I can't say that I'm against it, especially now that it's been fleshed out a bit more with the other types you gave examples of. :slightly_smiling_face:

My initial hesitation was to the Character type specifically being treated differently from other strings or scalars, but I think if we partitioned the various types by their cardinality and said:

  • Single quotes represent literals that can be treated as a single ASCII code unit, UTF-16 code unit, Unicode.Scalar, (edit: or Character), depending on the type it's being coerced to
  • Double quotes represent literals that contain may only be coerced to types that support multiple characters

...then we'd be telling a consistent and compelling story.

2 Likes

+1 with the extension that single quotes should allow a single grapheme cluster as well, e.g. when of type Character.

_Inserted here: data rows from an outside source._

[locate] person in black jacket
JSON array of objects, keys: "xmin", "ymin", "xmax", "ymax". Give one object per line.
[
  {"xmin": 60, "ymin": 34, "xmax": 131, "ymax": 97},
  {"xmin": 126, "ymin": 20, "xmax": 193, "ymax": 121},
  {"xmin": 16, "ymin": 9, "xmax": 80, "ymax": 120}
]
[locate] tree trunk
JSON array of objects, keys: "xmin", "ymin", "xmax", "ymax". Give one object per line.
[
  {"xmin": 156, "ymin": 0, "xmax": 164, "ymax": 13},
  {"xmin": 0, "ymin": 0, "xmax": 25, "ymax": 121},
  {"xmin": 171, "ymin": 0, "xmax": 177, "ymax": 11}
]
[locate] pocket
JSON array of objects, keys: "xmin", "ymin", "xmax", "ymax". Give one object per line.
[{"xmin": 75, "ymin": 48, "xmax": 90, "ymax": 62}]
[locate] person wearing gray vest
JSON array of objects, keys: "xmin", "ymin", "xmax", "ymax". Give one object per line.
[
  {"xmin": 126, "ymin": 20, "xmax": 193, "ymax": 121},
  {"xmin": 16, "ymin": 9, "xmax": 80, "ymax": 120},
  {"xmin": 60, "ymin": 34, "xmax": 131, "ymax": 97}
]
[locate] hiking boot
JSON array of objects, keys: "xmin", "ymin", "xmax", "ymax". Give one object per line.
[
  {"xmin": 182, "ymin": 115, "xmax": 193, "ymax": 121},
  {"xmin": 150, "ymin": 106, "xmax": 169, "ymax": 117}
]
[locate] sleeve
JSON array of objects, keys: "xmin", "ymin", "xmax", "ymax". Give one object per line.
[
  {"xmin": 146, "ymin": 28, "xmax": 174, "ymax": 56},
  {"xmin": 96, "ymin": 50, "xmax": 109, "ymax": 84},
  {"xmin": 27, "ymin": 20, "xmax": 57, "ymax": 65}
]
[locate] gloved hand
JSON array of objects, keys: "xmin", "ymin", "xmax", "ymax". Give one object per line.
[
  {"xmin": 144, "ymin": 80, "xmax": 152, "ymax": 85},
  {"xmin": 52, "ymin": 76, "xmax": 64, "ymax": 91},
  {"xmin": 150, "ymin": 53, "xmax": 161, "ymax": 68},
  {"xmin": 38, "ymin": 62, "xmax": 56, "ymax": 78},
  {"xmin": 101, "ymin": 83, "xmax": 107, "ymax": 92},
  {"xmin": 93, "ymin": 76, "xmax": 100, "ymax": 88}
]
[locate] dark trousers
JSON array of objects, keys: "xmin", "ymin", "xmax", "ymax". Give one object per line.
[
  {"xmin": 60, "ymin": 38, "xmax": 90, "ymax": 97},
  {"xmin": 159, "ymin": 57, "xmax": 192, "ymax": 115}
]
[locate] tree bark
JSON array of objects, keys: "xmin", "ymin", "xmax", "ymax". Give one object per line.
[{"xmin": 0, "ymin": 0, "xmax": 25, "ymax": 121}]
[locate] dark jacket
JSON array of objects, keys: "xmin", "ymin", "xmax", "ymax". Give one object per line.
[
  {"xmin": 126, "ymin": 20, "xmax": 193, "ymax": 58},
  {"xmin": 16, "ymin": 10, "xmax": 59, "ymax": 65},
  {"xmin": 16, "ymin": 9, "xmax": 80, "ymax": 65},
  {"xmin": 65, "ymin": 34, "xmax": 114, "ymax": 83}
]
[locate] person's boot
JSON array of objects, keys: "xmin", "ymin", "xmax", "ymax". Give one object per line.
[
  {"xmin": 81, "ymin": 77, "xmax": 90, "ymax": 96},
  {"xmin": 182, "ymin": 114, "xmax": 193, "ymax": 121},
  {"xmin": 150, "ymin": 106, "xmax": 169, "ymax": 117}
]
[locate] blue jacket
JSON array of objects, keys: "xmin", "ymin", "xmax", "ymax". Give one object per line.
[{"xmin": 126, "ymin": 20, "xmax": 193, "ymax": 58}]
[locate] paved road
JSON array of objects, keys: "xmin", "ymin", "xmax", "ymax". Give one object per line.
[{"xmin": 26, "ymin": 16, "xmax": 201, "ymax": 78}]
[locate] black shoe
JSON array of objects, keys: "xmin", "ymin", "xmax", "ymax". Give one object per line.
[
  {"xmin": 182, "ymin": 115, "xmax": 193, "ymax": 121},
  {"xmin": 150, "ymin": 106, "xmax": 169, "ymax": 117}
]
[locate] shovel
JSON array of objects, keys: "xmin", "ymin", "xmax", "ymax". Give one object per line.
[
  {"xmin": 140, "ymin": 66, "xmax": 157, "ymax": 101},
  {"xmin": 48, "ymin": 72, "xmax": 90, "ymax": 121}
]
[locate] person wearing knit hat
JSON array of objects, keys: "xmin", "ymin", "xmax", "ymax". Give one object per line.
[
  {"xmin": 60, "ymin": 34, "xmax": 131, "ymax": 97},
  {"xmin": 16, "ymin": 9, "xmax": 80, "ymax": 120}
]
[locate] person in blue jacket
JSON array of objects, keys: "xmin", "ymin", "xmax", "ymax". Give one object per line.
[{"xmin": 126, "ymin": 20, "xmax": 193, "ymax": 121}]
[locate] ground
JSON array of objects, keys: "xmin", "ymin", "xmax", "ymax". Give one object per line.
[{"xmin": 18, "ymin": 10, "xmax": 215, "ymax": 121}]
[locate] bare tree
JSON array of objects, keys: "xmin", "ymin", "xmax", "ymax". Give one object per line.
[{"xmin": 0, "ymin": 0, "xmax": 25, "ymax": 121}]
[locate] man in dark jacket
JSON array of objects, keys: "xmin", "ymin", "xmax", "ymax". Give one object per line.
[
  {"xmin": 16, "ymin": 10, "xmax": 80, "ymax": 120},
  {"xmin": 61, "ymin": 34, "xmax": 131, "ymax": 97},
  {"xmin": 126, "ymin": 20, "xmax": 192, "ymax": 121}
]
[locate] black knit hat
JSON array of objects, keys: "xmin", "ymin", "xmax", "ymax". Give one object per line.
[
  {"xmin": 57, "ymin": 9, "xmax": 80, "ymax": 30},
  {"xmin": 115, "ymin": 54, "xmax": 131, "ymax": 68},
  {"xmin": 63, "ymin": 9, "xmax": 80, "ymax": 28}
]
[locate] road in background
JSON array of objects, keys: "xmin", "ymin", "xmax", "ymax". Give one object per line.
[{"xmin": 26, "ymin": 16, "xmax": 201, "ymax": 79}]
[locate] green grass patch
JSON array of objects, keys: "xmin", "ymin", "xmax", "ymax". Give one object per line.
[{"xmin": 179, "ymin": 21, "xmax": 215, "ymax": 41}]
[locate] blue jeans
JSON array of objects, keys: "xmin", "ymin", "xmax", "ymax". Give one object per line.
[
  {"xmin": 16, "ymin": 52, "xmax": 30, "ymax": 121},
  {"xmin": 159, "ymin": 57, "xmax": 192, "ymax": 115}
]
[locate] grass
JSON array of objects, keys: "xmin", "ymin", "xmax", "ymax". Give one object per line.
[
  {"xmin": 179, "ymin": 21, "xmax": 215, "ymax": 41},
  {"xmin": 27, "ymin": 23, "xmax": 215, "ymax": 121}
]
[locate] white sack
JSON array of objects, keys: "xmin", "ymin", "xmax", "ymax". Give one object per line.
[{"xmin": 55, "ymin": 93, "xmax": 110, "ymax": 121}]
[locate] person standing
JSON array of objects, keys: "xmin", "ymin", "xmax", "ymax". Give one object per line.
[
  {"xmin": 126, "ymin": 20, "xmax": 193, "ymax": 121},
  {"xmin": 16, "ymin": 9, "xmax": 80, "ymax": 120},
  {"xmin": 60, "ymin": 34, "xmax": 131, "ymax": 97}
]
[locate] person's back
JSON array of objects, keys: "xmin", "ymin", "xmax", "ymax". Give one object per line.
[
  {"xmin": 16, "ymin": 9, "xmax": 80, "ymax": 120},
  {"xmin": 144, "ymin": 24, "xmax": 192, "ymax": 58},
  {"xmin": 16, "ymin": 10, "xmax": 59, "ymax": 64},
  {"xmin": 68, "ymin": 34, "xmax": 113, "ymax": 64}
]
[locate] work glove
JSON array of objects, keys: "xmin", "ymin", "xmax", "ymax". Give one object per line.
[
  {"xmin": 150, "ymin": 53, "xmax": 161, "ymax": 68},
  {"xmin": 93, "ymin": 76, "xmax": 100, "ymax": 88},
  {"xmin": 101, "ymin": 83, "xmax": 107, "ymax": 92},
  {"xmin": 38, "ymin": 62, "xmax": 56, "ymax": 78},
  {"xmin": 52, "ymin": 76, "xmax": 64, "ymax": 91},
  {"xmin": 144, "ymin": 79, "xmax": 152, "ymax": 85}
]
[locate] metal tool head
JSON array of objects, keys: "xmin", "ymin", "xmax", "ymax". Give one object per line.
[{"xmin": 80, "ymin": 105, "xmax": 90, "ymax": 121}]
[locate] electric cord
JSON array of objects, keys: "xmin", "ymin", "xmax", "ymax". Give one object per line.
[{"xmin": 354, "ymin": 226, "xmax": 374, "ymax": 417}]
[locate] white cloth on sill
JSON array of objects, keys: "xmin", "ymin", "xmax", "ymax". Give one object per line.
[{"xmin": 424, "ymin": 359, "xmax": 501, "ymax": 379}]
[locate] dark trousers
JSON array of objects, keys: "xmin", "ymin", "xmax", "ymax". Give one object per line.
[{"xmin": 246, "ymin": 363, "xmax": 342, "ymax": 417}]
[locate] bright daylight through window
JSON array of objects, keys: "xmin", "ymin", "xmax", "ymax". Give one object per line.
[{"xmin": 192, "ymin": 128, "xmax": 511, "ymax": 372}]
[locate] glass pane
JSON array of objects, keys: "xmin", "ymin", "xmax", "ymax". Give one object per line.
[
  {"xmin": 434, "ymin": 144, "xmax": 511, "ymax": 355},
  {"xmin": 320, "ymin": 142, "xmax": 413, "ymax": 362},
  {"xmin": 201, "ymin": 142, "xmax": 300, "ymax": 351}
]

I believe that this can all be added in an additive and compatible manner. We would want to eventually deprecate these though:

   Int8(ascii: "x")  // should migrate to single quotes, and possibly eliminate the initializer outright.
   let x : Character = "y"  // should migrate to using single quotes instead of double.

I don't see a rush to doing this though.

-Chris

7 Likes

Indeed, I didn't mean to leave that one out! (Edited above.)

Also this one, correct?

let x: Unicode.Scalar = "y"  // should migrate to single quotes
1 Like

Yep, everything like that.

1 Like

Okay, if it's used consistently with Character etc, cleanly separating a single character or UTF-8/UTF-16 code point from multiple, then I can see the argument for it. It's not that compelling to me personally, and I feel like they would be more useful as e.g. the raw string feature that has been discussed here previously, but it does provide a clean syntax for people who work with characters-as-integers a lot. I don't know how large that audience is, though.

In swift-corelibs-foundation, UInt16 is already ExpressibleByUnicodeScalarLiteral:

public typealias unichar = UInt16

extension unichar : ExpressibleByUnicodeScalarLiteral {
    public typealias UnicodeScalarLiteralType = UnicodeScalar
    
    public init(unicodeScalarLiteral scalar: UnicodeScalar) {
        self.init(scalar.value)
    }
}

@Tony_Parker, should this be removed for compatibility with Darwin platforms?

There was an issue with how to validate Character literals:

[SR-4546] Need more permissive ExtendedGraphemeClusterLiteral parsing

I don't know if this will be re-evaluated for Swift 5.

just to be clear, what is the integer value of a single-quoted Character containing multiple Unicode.Scalars?